Elazığspor 18 maçta 3 kez galip gelmiş, üstelik ligimizin en fazla gol yiyen takımlarından birisi. Böyle bir takıma karşın Trabzonspor 3 golü kendi kalesinde görüyorsa konuşacak hiçbir sözümüz yok. Şu an gelinen noktada Trabzonspor artık üst sıralar söylemini bırakmak durumunda.
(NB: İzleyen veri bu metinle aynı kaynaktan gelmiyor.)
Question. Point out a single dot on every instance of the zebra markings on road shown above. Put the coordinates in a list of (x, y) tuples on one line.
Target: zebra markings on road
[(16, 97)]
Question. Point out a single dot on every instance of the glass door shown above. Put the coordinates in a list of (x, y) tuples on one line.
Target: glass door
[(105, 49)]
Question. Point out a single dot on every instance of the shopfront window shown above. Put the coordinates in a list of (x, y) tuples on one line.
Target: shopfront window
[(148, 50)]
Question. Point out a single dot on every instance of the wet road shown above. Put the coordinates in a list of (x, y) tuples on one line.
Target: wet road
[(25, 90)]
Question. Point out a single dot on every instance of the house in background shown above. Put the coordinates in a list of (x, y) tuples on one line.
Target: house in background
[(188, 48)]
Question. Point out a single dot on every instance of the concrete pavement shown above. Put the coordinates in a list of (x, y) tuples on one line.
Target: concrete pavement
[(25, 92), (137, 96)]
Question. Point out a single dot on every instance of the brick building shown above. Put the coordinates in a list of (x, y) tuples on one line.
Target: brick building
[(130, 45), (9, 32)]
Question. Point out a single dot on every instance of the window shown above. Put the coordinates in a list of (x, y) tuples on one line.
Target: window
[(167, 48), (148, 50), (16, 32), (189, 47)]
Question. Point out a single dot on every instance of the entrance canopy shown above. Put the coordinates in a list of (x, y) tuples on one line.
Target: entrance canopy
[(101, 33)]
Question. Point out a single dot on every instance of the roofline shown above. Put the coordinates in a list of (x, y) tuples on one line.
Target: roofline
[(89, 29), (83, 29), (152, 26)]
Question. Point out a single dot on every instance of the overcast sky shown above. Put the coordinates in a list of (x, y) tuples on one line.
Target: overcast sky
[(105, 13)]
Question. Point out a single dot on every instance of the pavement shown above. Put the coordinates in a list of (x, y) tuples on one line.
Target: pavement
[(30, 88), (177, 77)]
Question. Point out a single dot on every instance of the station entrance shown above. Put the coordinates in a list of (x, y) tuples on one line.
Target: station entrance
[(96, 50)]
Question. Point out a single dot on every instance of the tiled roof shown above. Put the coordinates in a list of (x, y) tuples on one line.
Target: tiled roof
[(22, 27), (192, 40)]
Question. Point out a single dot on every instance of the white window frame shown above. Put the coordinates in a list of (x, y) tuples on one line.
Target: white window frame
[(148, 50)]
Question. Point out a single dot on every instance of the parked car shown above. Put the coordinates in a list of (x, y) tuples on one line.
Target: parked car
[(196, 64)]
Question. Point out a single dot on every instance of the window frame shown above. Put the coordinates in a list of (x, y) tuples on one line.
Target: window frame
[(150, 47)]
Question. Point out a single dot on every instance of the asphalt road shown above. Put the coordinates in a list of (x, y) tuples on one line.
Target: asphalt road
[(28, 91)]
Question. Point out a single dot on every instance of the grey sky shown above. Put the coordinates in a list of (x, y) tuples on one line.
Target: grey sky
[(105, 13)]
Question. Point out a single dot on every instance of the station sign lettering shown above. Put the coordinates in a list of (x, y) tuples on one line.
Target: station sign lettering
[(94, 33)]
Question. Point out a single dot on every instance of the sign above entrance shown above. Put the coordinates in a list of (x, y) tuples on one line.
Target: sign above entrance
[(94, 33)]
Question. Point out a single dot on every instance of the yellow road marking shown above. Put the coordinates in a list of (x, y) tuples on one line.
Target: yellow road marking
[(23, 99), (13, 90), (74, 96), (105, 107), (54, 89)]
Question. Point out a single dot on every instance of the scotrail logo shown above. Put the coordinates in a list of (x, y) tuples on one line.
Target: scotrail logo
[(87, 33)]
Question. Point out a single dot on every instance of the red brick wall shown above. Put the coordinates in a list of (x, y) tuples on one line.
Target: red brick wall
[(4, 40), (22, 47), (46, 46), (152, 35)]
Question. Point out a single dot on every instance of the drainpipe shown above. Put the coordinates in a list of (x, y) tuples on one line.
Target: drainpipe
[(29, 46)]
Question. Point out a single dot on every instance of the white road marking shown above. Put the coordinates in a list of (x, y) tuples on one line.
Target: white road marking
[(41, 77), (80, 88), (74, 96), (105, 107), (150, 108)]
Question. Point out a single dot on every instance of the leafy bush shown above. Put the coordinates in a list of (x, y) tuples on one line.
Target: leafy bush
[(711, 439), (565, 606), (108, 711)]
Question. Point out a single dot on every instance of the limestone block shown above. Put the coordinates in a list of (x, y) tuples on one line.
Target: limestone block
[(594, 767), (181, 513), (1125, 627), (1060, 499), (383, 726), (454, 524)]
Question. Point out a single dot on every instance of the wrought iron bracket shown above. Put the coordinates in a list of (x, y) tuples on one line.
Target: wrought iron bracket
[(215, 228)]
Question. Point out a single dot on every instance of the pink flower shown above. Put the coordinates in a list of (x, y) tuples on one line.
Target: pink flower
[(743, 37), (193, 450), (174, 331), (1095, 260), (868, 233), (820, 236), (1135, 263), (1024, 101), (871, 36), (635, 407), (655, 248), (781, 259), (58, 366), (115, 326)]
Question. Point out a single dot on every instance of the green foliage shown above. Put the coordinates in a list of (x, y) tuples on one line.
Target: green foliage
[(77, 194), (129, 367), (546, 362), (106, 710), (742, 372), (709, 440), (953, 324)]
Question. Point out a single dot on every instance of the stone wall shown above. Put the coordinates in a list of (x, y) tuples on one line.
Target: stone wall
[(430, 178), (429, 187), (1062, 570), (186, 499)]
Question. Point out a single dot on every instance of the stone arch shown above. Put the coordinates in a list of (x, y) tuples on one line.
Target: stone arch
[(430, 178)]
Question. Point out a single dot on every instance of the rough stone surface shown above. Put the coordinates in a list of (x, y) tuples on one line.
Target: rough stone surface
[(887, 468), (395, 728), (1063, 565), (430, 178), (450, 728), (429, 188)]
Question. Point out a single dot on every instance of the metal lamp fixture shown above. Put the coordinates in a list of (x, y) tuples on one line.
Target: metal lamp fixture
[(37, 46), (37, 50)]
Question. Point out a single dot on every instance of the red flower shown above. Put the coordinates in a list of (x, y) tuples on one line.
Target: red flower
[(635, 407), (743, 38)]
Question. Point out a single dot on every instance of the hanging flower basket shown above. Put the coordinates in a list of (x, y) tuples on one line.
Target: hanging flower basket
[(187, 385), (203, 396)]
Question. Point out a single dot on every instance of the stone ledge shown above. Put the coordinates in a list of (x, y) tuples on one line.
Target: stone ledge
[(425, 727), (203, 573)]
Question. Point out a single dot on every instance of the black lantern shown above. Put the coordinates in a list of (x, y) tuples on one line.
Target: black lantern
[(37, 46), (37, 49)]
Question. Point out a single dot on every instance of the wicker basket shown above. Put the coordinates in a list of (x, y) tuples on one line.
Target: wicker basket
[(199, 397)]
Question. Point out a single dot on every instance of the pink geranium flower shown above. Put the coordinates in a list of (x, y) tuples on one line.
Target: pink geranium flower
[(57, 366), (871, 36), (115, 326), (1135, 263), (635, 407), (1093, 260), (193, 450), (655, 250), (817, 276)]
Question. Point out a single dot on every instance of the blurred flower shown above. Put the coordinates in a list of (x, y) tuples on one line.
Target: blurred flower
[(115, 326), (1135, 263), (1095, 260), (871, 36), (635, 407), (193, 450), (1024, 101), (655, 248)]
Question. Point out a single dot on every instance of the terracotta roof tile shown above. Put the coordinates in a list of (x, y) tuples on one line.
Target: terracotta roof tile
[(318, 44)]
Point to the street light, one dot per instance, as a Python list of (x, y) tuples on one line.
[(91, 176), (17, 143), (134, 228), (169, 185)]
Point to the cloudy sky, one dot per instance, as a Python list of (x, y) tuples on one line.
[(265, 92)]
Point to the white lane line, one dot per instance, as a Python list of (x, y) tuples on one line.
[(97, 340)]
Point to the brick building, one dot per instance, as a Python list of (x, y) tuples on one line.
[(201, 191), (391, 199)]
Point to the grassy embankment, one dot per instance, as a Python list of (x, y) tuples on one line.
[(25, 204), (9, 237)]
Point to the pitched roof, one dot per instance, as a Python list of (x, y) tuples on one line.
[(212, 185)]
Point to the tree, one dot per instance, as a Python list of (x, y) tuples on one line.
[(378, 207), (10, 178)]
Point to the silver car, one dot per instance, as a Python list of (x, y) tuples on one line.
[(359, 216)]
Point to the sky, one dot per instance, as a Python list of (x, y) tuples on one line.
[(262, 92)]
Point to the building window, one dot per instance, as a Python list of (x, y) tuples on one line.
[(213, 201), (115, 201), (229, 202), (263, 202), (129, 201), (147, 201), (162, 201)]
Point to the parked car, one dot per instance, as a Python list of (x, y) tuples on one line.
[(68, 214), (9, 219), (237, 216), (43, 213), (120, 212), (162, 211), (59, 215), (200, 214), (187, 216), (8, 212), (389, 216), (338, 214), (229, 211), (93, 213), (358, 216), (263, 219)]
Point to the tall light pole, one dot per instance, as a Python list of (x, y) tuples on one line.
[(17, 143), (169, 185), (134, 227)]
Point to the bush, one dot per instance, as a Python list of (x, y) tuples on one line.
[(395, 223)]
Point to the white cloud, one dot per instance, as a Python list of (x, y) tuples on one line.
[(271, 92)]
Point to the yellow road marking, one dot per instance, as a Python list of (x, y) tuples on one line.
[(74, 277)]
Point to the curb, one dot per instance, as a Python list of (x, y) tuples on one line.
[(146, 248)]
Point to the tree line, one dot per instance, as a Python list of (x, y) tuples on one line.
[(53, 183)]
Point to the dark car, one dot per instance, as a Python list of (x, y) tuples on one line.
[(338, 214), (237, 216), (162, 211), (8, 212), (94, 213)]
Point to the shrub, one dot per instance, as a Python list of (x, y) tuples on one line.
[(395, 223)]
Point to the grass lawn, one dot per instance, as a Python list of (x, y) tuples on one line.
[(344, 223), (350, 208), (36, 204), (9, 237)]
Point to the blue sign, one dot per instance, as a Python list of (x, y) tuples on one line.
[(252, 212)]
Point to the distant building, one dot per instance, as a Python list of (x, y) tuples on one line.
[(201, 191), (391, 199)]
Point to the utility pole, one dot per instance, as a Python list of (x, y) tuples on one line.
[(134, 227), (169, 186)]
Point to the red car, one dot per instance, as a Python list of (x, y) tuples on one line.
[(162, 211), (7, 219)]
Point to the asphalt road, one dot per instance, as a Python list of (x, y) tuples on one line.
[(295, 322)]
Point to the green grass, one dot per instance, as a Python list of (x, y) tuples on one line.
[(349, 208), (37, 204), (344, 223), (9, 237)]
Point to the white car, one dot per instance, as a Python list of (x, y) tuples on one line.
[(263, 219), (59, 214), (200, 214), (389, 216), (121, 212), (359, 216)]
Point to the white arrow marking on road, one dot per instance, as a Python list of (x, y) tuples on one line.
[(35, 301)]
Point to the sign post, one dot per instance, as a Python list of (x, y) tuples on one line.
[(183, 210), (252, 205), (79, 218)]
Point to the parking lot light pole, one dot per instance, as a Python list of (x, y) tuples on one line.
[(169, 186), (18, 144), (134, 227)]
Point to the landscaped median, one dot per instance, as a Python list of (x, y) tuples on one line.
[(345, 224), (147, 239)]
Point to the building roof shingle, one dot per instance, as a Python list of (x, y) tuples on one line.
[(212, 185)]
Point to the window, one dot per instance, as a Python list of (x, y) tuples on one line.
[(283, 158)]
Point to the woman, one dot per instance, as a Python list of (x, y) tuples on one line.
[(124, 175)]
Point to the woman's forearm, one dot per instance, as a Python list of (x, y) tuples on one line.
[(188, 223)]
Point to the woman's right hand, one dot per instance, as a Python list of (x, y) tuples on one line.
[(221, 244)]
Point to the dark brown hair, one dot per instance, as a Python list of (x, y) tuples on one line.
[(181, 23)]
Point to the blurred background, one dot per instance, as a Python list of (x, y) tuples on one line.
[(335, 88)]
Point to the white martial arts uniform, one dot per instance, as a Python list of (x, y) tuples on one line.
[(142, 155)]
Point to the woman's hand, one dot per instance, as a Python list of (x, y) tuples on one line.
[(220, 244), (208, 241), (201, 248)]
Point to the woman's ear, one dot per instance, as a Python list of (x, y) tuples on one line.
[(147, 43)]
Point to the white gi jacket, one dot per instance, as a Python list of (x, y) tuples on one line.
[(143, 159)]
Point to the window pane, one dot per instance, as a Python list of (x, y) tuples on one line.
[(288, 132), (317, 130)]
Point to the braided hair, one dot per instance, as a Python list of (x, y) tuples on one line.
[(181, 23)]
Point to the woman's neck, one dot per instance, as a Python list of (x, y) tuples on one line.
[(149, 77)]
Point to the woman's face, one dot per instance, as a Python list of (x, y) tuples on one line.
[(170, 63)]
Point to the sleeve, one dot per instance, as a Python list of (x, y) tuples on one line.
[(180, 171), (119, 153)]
Çünkü küme düşmemeye oynayan Elazığspor ile puan farkı sadece 4. Maçın ilk yarısında Elazığspor orta alanı çok boş bıraktı. Trabzonspor orta alanı çabuk geçtiği anlarda gol pozisyonları üretti. Olcan, Vittek ve Adrian ile değerlendiremedikleri pozisyonlar var. Elazığspor'un orta alan yetersizliği ve savunma oyuncularının bireysel hatalarını göz önüne getirdiğimizde Trabzonspor'un hücumda daha etkin görüntüler vermesi gerekirdi. Fakat hücum oyuncuları arasında sezon başından beri yaşanılan iletişimsizlik sonucu daha üretken olamadılar. Elazığspor ise Trabzonspor'un en yumuşak karnı olan sol kenardan ataklarını geliştirdi. Serdar, zaman zaman Köksal ve savunmadan hücuma çıkan Adem bu kenardan sık sık Trabzonspor savunmasının arkasına sarktılar. Elazığspor'un kazandığı golden önce Adem topla buluşmadan önce Aykut'un orta sahada kademe yapması gerekirdi. İlk yarıda Trabzonspor adına en önemli katkı yapan oyuncu ise Zeki idi.

COLMAN STOPER OLDU!
İkinci yarı ise tam bir trajediydi. Halil gibi sahada varlığı ile yokluğu belli olmayan bir oyuncu dururken Aykut'un dışarıya alınması çok yanlış tercihti. Alanzinho ile kaçırılan golden sonra Celustka'nın kırmızı kartı ve ardından yapılan oyuncu seçimlerini anlayabilmemiz son derece zor. Colman savunmanın göbeğinde, Alanzinho sol bek! Bu görüntüden sonra çok farklı bir skorun ortaya çıkmasını doğal karşılamak gerekiyor. Artık, görünen o ki bundan sonraki günler Trabzonspor için hiç de istenilen gibi olmayacak. Herkesin üzerine düşen sorumluluğu yerine getirmesi gerektiği düşüncesindeyim. Yoksa ligin sonunda kimsenin düşünmek bile istemediği bir görüntü ortaya çıkabilir. Artık takke düştü kel göründü.